Courtland had never enjoyed spending money
so much in all his life. He only wished he could get back to the city
for a couple of hours and buy a lot more things.
To paint the picture of Mother Marshall when she sat on her new
air-cushions and counted her spoons and forks--real silver forks beyond
all her dreamings!--to show Father Marshall, as he wiped his spectacles
and bent, beaming, over the encyclopedias or rested his gray head back
against the cushions! Ah! That would be the work of an artist who could
catch the glory that shines deeper than faces and reaches souls! As for
Courtland, he was too much taken up watching Bonnie's face when she
opened her books, looking deep into her eyes as she looked up from the
little velvet case where the watch ticked softly into her wondering
ears; seeing the breathlessness with which she lifted the flowers from
their bed among the ferns and placed them reverently in jars and
pitchers around the room.
It was a wonderful Christmas! The first real Christmas Courtland had
ever known.

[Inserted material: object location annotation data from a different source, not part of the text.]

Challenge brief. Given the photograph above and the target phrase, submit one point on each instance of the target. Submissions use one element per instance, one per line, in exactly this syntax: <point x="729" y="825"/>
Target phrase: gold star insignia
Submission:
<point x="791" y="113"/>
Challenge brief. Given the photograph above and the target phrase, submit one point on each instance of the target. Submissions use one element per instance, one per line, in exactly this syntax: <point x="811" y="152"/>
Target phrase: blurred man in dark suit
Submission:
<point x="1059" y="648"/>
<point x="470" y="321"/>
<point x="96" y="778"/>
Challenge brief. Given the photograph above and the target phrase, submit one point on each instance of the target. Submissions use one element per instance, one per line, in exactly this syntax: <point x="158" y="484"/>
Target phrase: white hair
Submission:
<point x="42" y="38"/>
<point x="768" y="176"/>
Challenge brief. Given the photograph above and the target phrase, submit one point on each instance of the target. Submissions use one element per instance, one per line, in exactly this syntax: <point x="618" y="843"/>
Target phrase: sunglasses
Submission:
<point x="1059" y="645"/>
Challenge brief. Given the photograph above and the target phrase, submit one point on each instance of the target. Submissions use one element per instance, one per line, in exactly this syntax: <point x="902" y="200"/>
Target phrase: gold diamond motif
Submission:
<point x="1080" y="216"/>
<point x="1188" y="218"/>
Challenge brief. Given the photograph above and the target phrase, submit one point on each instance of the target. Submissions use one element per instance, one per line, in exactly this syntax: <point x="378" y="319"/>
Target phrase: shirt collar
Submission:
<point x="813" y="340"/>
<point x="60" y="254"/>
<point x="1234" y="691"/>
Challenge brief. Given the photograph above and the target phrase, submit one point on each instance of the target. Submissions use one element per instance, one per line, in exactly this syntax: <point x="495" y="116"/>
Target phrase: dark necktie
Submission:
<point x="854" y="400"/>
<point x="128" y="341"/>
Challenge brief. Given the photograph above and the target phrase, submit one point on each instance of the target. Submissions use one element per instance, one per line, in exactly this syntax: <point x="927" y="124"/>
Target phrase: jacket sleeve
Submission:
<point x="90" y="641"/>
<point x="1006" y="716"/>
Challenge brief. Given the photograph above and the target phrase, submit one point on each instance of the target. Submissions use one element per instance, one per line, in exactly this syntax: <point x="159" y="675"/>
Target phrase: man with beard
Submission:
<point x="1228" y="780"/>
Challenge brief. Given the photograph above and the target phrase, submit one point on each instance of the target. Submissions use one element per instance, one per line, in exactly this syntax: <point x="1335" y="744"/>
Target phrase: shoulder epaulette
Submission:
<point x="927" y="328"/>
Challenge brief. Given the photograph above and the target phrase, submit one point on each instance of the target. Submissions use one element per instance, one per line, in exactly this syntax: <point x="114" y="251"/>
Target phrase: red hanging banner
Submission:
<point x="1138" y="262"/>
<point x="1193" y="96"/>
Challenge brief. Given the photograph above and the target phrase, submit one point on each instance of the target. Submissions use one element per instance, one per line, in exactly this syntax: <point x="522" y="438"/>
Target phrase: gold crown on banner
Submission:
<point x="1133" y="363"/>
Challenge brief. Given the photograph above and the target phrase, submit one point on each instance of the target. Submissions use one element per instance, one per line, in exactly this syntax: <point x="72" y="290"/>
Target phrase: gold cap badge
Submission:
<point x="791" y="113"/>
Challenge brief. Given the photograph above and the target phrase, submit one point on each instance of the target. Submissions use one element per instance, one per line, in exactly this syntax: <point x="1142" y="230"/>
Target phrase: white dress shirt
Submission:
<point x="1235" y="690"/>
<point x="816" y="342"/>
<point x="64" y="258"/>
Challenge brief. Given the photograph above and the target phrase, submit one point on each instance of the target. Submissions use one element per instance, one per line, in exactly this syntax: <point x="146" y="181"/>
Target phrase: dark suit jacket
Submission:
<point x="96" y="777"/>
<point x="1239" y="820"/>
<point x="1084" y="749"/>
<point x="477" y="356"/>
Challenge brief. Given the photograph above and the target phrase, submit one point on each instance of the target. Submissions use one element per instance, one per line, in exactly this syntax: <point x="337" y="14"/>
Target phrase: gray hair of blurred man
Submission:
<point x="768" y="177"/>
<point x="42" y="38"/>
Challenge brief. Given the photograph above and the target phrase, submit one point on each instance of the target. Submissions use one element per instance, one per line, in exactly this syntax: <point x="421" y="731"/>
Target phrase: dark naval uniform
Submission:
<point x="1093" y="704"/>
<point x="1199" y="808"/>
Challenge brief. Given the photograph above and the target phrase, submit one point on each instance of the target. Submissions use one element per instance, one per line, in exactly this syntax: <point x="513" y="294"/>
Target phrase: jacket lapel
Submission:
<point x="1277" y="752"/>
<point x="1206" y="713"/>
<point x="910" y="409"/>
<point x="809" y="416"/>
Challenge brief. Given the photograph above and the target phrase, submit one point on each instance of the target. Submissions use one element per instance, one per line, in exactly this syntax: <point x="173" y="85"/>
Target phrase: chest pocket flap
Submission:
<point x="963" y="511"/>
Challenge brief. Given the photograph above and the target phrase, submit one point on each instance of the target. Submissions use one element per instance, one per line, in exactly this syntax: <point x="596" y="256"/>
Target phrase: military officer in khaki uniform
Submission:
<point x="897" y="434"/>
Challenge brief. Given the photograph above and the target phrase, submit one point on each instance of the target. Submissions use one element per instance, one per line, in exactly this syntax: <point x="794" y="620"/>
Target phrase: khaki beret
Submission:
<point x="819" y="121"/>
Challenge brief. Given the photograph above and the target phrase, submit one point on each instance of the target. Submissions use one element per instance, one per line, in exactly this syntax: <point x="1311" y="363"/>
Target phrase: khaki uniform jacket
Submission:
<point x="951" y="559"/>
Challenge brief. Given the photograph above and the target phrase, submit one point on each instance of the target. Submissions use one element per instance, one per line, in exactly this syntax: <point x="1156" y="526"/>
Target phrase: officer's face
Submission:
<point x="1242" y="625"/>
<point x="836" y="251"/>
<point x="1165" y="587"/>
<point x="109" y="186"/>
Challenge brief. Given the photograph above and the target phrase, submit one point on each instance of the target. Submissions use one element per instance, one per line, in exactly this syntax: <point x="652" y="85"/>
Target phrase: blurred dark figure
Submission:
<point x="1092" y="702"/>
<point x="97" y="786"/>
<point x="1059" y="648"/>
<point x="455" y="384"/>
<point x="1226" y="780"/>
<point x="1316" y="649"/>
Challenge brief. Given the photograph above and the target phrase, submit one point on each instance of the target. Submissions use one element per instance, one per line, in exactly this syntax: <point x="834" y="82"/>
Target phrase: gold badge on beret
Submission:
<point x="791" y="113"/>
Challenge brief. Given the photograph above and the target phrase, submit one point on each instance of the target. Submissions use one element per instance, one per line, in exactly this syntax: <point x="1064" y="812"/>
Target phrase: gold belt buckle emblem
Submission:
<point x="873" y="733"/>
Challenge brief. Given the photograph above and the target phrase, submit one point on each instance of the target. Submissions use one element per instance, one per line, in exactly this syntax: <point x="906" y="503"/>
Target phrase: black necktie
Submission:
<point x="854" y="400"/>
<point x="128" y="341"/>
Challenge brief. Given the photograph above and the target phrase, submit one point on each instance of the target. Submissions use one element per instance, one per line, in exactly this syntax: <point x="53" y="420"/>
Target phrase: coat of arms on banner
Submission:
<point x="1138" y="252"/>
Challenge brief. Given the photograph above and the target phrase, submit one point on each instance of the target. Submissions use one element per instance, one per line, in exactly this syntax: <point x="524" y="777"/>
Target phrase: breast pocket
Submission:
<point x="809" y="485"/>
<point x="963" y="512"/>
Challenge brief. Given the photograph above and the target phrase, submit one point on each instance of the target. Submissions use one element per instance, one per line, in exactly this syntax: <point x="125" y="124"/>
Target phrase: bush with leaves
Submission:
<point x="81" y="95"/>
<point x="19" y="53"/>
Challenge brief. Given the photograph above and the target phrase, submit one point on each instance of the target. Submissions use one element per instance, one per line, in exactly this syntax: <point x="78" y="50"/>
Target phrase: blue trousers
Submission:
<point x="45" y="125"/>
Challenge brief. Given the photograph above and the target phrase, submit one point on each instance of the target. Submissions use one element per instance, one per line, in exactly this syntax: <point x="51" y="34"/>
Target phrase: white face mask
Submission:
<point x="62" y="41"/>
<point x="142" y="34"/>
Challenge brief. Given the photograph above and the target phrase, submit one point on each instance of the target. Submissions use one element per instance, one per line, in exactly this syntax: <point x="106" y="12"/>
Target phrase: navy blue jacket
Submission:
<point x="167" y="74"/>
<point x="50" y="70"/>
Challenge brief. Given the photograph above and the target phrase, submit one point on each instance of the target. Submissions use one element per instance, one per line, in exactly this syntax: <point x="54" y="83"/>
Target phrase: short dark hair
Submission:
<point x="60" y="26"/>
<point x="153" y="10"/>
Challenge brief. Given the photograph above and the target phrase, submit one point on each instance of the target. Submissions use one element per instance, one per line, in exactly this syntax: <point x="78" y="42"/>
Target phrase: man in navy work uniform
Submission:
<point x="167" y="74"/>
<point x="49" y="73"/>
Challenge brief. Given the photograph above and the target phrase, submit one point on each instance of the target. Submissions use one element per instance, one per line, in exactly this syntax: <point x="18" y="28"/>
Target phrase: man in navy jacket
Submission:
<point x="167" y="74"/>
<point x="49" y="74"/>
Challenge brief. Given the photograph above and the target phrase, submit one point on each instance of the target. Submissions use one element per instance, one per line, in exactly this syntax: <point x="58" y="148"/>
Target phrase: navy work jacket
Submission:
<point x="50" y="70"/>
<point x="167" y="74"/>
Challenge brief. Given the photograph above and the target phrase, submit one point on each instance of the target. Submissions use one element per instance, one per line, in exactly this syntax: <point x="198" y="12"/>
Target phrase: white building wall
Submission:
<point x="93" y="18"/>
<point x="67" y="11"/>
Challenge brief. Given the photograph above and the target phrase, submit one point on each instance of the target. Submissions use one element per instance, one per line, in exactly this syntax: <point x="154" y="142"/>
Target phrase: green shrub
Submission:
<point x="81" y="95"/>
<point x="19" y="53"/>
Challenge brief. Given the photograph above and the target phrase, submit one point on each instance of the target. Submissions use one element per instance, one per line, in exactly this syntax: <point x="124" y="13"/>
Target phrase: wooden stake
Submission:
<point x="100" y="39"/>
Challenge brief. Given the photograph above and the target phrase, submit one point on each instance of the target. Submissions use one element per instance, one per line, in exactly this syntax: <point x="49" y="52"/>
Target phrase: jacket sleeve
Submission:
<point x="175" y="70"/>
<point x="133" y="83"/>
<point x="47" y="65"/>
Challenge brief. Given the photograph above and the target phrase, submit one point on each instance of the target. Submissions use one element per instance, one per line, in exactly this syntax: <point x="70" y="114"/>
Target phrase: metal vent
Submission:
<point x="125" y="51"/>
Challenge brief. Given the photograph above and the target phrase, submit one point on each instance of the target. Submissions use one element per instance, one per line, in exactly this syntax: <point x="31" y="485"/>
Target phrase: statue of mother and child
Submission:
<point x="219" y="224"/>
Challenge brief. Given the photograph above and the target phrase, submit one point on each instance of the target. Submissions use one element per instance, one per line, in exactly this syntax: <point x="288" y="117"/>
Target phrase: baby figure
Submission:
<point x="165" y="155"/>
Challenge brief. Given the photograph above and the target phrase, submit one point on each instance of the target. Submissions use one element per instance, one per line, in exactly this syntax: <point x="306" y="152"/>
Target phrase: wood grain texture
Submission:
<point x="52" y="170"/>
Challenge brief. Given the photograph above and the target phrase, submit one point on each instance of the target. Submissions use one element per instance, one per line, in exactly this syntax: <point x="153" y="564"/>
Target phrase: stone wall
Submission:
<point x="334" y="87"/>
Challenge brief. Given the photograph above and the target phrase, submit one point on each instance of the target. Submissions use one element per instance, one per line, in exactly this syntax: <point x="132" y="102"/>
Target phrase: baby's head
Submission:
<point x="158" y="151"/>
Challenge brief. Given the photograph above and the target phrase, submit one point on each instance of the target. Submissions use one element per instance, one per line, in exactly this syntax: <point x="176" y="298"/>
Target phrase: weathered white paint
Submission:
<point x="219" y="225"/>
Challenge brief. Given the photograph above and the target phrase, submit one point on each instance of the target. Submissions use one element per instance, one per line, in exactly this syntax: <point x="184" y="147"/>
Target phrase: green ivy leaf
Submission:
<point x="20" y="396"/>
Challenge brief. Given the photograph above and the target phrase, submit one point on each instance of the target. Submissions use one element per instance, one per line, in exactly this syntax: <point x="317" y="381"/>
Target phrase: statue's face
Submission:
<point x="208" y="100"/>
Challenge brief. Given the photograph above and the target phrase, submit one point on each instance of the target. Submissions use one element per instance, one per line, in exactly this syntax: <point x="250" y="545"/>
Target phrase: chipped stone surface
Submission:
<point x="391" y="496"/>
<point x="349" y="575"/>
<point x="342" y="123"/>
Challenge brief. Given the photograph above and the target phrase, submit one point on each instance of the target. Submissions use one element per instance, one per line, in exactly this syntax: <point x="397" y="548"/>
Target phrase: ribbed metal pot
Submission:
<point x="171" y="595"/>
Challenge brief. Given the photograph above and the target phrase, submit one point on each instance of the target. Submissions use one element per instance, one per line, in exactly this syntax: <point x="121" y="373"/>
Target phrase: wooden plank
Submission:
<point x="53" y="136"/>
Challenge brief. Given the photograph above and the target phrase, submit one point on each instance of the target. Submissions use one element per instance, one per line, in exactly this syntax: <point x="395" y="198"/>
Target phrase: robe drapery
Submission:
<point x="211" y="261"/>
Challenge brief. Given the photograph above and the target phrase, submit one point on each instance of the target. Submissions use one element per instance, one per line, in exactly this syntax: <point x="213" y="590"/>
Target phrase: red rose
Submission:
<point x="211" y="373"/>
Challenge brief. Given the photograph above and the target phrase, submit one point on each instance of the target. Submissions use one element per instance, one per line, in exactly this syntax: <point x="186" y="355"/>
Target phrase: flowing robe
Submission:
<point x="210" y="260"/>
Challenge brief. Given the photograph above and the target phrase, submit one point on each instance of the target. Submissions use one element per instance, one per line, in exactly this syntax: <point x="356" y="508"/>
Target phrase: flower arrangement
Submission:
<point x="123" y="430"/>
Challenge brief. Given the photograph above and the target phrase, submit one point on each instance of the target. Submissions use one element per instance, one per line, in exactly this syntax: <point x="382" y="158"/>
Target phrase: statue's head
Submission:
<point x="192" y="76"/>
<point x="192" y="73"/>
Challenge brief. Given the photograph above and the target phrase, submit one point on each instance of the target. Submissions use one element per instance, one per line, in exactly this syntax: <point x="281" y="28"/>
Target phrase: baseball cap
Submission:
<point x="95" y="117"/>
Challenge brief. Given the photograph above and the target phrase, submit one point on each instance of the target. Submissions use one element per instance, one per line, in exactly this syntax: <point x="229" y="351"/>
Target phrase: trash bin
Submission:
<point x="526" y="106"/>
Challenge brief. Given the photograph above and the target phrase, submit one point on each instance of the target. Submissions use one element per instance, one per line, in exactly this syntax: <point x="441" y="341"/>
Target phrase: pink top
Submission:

Sitting in the dim firelight between dusk and darkness,
watching Bonnie at the piano, listening to the tender Christmas music
she was playing, joining his sweet tenor in with her clear soprano now
and then, Courtland suddenly thought of Tennelly, off at Palm Beach,
doing the correct thing in wedding trips with Gila. Poor Tennelly! How
little he would be getting of the real joy of Christmas! How little he
would understand the wonderful peace that settled down in the heart of
his friend when, later, they all knelt in the firelight, and Father
Marshall prayed, as if he were talking to One who stood there close
beside him, whose companionship had been a life experience.